Mayor’s proclamation
Earlier this month, Santa Fe Mayor David Coss declared a “Mary Lou Cook Day.”
“Her friends had asked,” Coss said Monday. “She has done so much for Santa Fe. When you think of kindness and compassion, you thought of Mary Lou.”
Coss said he had known Cook since the 1990s and that he will miss her words of encouragement.
“She was very kind to us politicians,” he said. “She’d tell us we were doing great.”
Born in a Chicago elevator, Cook spent her early years in El Paso, then moved from Kansas City to Des Moines and Milwaukee before settling in Santa Fe in 1969. She studied calligraphy in London with Donald Jackson, scribe to Queen Elizabeth. She and her late husband Sam had three children: Courtney, Caren and Sam. Cardinale met Cook at a local copy shop in 1992. Cook was copying pages from “A Course in Miracles,” a self-help curriculum aimed at personal transformation. Soon he was attending weekly meetings about the course in her home.
“She was like the spiritual mother of Santa Fe,” he said. “She really carried the light, not in an intellectual way, but in a very emotional and spiritual way. There was a special quality about her that attracted people.”
As Cook’s health deteriorated and she was forced to sell her home, course members drove her to meetings or came to visit her in the nursing home, he said.
Santa Fe psychotherapist Leslie Nathanson was another member of Cook’s “A Course in Miracles” study group.
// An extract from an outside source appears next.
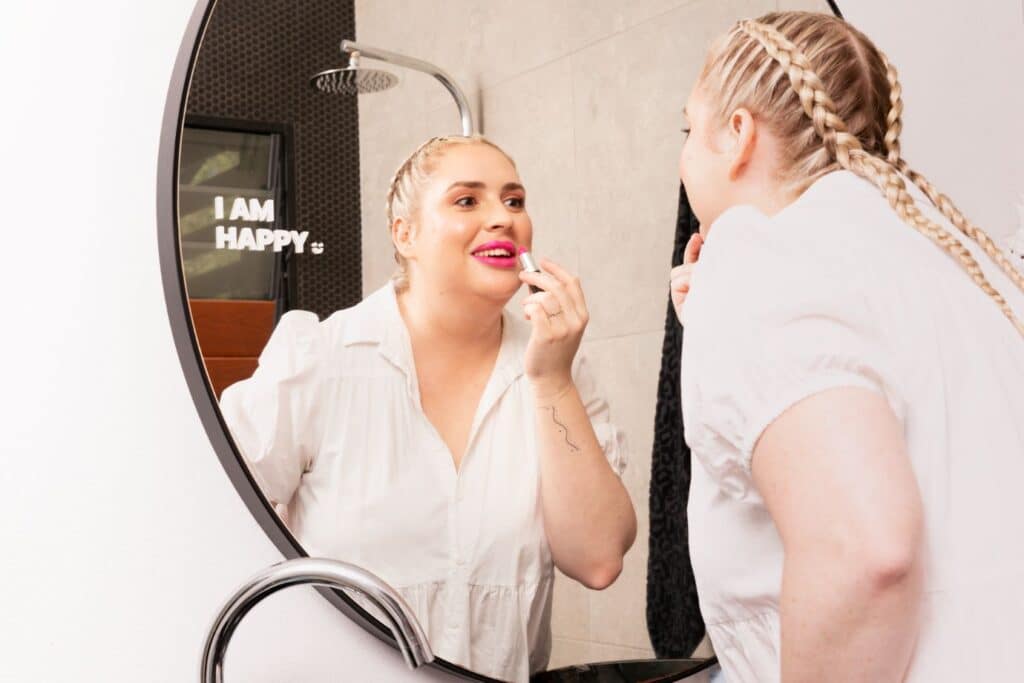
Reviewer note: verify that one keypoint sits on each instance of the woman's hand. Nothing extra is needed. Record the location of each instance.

“She had it in her home for 25 years,” Nathanson said. “She had the capacity to tune into a person and make them feel like they were the most special, interesting and important person in the world. It was a very deep gift.”
Fought leukemia
Cook was fearless when she was diagnosed with a form of leukemia in her 50s, a disease she fought three times, Nathanson continued.
“She bounced right back,” Nathanson said. “She’s kind of like the (Energizer) Bunny. It was, ‘This is what’s happening.’ … She invested completely in the healing power of love.”
As one of the first artists and eventual president of the Shidoni Foundry, she helped convert a former chicken ranch into an arts center. “You can’t make this stuff up,” Nathanson said. “She got on her hands and knees scrubbing the chicken (poop) out of the coop to use as her calligraphy studio.”
Cook had been in hospice for some time, according to Nathanson.
“She was really ready,” Nathanson said. “She’d say to her friends, ‘You know, I’m 94; it’s been a lot of years. It’s been a good life.’ She was happy with what was.”
Even at the end, she still asked her friends how they were doing.
“She even asked me if I’d read the paper,” Nathanson said. “She was, ‘How are you?’ I’m happy; I’m peaceful.”
Services will be scheduled for a later date, Cook’s daughter Caren said. “People will be coming from all over the world,” she said. “You can’t just make a plane reservation in a day.”
Admirers were drawn to Cook because they sensed her graciousness was genuine, her daughter said.
“It was so real to her,” she said. “It was just who she was.”